Die Grube Luisenthal war ein Steinkohlebergwerk im Völklinger Stadtteil Luisenthal, das am 17. Juni 2005 die Kohleförderung einstellte. Die Grube wurde durch das schwerste Grubenunglück in der Geschichte der Bundesrepublik bekannt, bei dem am 7. Februar 1962 299 Bergleute starben.

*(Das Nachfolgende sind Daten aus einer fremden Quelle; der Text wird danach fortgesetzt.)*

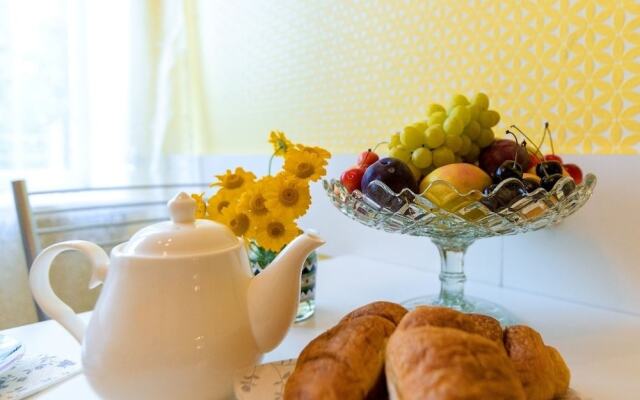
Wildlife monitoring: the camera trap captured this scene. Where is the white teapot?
[30,193,324,400]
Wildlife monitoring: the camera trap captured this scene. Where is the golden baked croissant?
[504,325,571,400]
[385,326,525,400]
[398,306,502,345]
[284,302,407,400]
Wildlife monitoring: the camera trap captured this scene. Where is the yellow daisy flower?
[191,193,207,219]
[264,173,311,219]
[284,149,327,181]
[222,207,252,236]
[237,176,274,219]
[250,214,300,252]
[269,131,293,156]
[209,167,256,193]
[207,189,238,222]
[296,144,331,161]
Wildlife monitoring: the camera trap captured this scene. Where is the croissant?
[385,326,526,400]
[284,302,407,400]
[398,306,502,347]
[504,325,571,400]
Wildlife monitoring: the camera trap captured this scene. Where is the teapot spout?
[247,233,325,353]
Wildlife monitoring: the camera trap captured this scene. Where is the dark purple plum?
[480,179,527,211]
[360,157,418,209]
[492,160,522,183]
[478,139,530,177]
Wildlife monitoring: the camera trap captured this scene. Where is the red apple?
[358,149,380,169]
[478,139,530,176]
[340,166,364,193]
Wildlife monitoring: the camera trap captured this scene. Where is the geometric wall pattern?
[198,0,640,154]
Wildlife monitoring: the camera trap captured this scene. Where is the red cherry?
[544,154,564,164]
[563,164,582,185]
[358,149,380,168]
[340,166,364,193]
[526,153,540,169]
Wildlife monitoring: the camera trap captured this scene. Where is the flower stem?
[268,152,276,176]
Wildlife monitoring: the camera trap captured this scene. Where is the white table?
[2,256,640,400]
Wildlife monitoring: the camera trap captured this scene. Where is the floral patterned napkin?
[0,354,82,400]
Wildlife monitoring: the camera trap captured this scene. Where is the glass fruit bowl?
[323,174,597,325]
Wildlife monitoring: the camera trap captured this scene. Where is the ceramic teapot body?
[30,192,322,399]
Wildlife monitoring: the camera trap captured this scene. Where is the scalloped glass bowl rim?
[332,173,597,199]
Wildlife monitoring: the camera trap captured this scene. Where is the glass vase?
[248,242,318,322]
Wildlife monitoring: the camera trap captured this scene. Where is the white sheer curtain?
[0,0,207,329]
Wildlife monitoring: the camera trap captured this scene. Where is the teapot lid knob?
[167,192,196,224]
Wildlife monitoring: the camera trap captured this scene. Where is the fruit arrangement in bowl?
[324,93,596,324]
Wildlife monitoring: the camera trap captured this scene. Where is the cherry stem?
[511,125,544,161]
[505,129,520,168]
[544,122,556,155]
[369,142,389,151]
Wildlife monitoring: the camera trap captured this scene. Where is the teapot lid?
[119,192,240,257]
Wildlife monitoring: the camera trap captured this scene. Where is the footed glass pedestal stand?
[402,239,517,325]
[323,174,596,325]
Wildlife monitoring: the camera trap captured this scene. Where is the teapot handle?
[29,240,109,343]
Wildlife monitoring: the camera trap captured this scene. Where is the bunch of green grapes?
[389,93,500,177]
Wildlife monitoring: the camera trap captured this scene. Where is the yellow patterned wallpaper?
[199,0,640,154]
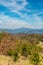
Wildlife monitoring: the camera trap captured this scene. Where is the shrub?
[13,51,19,61]
[31,52,39,65]
[7,50,13,56]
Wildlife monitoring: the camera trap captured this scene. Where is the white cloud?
[0,0,29,17]
[0,15,32,29]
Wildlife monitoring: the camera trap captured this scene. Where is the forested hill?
[0,28,43,34]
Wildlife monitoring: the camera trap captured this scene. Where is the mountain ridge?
[0,28,43,34]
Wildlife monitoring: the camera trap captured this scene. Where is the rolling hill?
[0,28,43,34]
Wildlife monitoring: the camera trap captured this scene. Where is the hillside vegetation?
[0,32,43,65]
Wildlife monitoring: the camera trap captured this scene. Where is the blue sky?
[0,0,43,29]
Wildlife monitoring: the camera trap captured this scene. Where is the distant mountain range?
[0,28,43,34]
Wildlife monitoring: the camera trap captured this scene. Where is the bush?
[21,44,28,57]
[31,52,39,65]
[13,51,19,61]
[7,50,13,56]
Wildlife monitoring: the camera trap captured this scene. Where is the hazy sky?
[0,0,43,29]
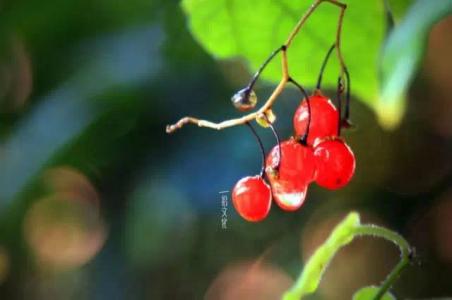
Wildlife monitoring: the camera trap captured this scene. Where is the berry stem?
[316,44,336,90]
[166,0,347,133]
[289,77,311,146]
[262,114,282,170]
[247,46,285,90]
[336,76,343,136]
[344,68,351,123]
[245,122,265,178]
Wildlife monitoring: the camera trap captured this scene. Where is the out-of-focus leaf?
[0,27,162,208]
[353,286,396,300]
[182,0,385,123]
[376,0,452,127]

Am 7. Februar 1962 um 7:50 Uhr ereignete sich im Bergwerk Luisenthal eines der schwersten Grubenunglücke in der Geschichte Deutschlands. Durch eine Explosion im Alsbachfeld kamen 299 Bergleute zu Tode. Höchstwahrscheinlich ging sie von einem über- und unterbauten Querschlag aus, der nur schwach bewettert war und in dessen Firste sich Methangas angesammelt hatte. Beginnend als Grubengasabflammung, die im Bereich einer Streckeneinmündung eine Schlagwetterexplosion auslöste, kam es schließlich zu einer Reihe von Kohlenstaubexplosionen mit verheerender Wirkung. Die Explosion konnte sich trotz zahlreicher aufgestellter Gesteinstaubsperren und Feuchtzonen so verheerend auswirken.[7] Die Zündursache blieb ungeklärt. Das Entzünden einer Zigarette (es wurde Rauchzeug gefunden) oder die Glühwendel einer beschädigten Kopfleuchte kommen am ehesten in Betracht. Zu diesem Zeitpunkt waren 664 Arbeiter unter Tage, 433 von ihnen im Explosionsbereich. Nur 61 blieben unverletzt. An das Unglück erinnert heute ein Denkmal mit einer Statue der heiligen Barbara[8] sowie drei Rundbogenfenster des Künstlers Ferdinand Selgrad im Gebäude der Bergwerksdirektion Saarbrücken von 1964.[9] Im deutschen Steinkohlenbergbau wurde aufgrund dieses Grubenunglückes das Staubbindeverfahren und die Verwendung von Wassertrogsperren eingeführt.[10]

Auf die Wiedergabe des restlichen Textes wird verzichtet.